Rising demand for electric vehicles (EVs) and declining interest in gas-powered cars is pushing automakers toward further consolidation, according to a new report.
That’s bad news for the broader ecosystem of parts suppliers, service stations and mechanics, which are at risk of going out of business, according to a new report released Tuesday by consulting firm Deloitte.
The report predicts an era shift toward electric vehicles and away from gas-powered vehicles for the rest of the decade.
He predicts that this shift will lead to a larger transformation of the auto market, and the supply chains that feed it, that will outpace even the shift to electric vehicles.
While electric vehicles still make up a relatively small portion of current production, consumer demand is shifting away from gas-powered cars.
Less than two-thirds (62%) of consumers surveyed told Deloitte they wanted a “traditional” car with an internal combustion engine in 2023, a “significant” decrease from the 80% who wanted one five years ago.
This means that while petrol cars still dominate both existing vehicle fleets and new vehicle sales, Deloitte predicts that demand for these cars, and the components that make them up, will decline sharply over the next five years.
The report predicts that revenue from the sale of internal combustion engines and related parts such as fuel systems and exhaust systems will fall by almost half (44%) by 2027.
At the same time, revenue for key electrical parts such as drivetrains and batteries is expected to rise 245 percent, or nearly 2.5 times, over the same period, far outstripping the number of vehicles which are expected to be sold.
These figures are somewhat misleading, because the gasoline market is so much larger than the electric vehicle market that a large growth in the percentage of electric vehicle sales does not necessarily translate into a large change in the global car fleet, at least not during the night
But 1 in 7 cars sold worldwide last year were electric vehicles, up from 1 in 70 in 2017, according to a report by the World Economic Forum.
In terms of new cars sold last year, in China, the world leader, 1 in 4 was an electric vehicle, while in the EU it was 1 in 5 and in the US 1 in 10.
Countering this trend toward lower-emission cars and trucks is the growing preference for electric and gas-powered sport utility vehicles (SUVs), whose emissions will reach nearly 1 billion metric tons by 2022, according to the International Energy Agency.
But while this increase in the adoption of large and heavy vehicles is countering national climate targets and bringing the world closer to dangerous climate tipping points, the Deloitte report suggests it is not enough to offset the decline in conventional car and truck manufacturing, and the disruption associated with automotive supply chains.
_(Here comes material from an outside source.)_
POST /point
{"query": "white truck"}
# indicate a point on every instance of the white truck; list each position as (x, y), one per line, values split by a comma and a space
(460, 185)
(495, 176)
For manufacturers, suppliers and technicians, the biggest difference between electric and gas cars and trucks is not the fuel they burn, but the relative complexity of their engines.
According to Automotive News, more than 100 moving parts will be cut from the typical internal combustion engine powertrain (the power system that drives a car) in the transition to electric vehicles.
This wide range of failure-prone parts has resulted in a wide variety of parts suppliers, auto shops, and mechanics working in conjunction with major automakers.
But as these mostly mechanical moving parts, such as mufflers and catalytic converters, are replaced by 41 other mostly electronic components, these suppliers will see their market share shrink.
The Deloitte report suggests that this trend will increase in all vehicles, not just electric vehicles, as automakers look to cut costs by simplifying and integrating their supply chains.
“Less complicated vehicle architectures may result in fewer and more competitive opportunities for suppliers” to sell to major automakers, the authors wrote in an accompanying statement.
The consultancy suggests looking for markets abroad for manufacturers and suppliers of internal combustion cars.
On the other hand, companies can spin off gas-fueled manufacturing chains into separate companies (as Ford did last year), which it advises to eventually sell to private equity.
For electric vehicle and battery makers, and relatively stagnant fields like brake and suspension makers, he predicts a wave of mergers, as companies acquire or merge with their competitors as a means to keep raising prices their actions.
That likely means a wave of further consolidation in auto companies, which will see many companies gobbled up by bigger rivals, the report predicted.